Financial advisers are shifting strategies in the wake of the renewed banking tumult, which also featured news this week that leading bond insurers MBIA and Ambac might lose their treasured triple-A credit ratings, a move seen as crippling to their businesses. Standard & Poor's on Thursday lowered the firms' financial strength to AA.

"I still believe that we're probably going to see one of the monoline insurers go under, and when that happens I don't know what the response is going to be," says Peter Miralles, president of Atlanta Wealth Consultants. "It will be interesting to see the market response over 48 hours once they declare one of them dead."
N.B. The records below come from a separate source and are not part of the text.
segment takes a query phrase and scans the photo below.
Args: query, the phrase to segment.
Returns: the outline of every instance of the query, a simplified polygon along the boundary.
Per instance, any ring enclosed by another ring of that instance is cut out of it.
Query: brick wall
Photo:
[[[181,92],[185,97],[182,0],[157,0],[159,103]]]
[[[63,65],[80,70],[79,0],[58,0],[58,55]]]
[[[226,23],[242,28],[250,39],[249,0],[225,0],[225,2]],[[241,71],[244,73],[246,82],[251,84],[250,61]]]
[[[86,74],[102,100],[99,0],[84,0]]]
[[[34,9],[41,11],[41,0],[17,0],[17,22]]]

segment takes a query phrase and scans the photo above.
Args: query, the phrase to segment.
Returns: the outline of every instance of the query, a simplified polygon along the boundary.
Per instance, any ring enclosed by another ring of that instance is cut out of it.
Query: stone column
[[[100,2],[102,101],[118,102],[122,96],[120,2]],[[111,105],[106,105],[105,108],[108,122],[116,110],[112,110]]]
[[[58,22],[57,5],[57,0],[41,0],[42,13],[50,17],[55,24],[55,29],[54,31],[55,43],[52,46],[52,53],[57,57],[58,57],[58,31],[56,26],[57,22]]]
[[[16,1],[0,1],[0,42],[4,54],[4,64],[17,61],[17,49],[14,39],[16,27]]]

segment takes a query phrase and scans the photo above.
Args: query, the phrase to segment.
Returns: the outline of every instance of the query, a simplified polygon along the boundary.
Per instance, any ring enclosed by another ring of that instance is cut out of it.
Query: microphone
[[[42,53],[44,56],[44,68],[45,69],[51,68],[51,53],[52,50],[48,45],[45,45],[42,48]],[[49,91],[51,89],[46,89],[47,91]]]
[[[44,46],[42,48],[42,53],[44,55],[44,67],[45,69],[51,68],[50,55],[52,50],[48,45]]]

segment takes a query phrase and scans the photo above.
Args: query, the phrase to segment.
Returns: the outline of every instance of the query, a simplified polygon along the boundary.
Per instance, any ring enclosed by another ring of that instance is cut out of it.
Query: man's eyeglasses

Miralles looked at Merrill Lynch's move Wednesday to upgrade Lehman with caution and anticipates sideways trading in US stocks until investors can get more confidence in the market. He recommends international markets and ETF plays in gold, which he calls "portfolio insurance."

A leading gold ETF is streetTRACKS Gold Shares which is up 2.5 percent this year.

"I think you're going to have this volatility for quite some time until the market is truly convinced that this is behind us and get a good month or even two with no surprising news," says Charles Massimo, president of CJM Fiscal Management, who also favors international investing. "If you're an investor and all you do is focus on the US market you're going to suffer."

Massimo's firm practices passive investing and he does not recommend specific stock plays. But he believes small-caps and value moves will be the best way to navigate the financials minefield, and recommends index funds as well.

Others are even more cautious.

Atlantis's Cohn says biotechnology and health care appear to be stronger plays now, but the broader market will be subject to the whims of the big financials.

"Right now the market is hostage to Lehman and Citibank," he says. "Just watch Lehman and Citibank and that will tell you exactly what the market is going to be doing."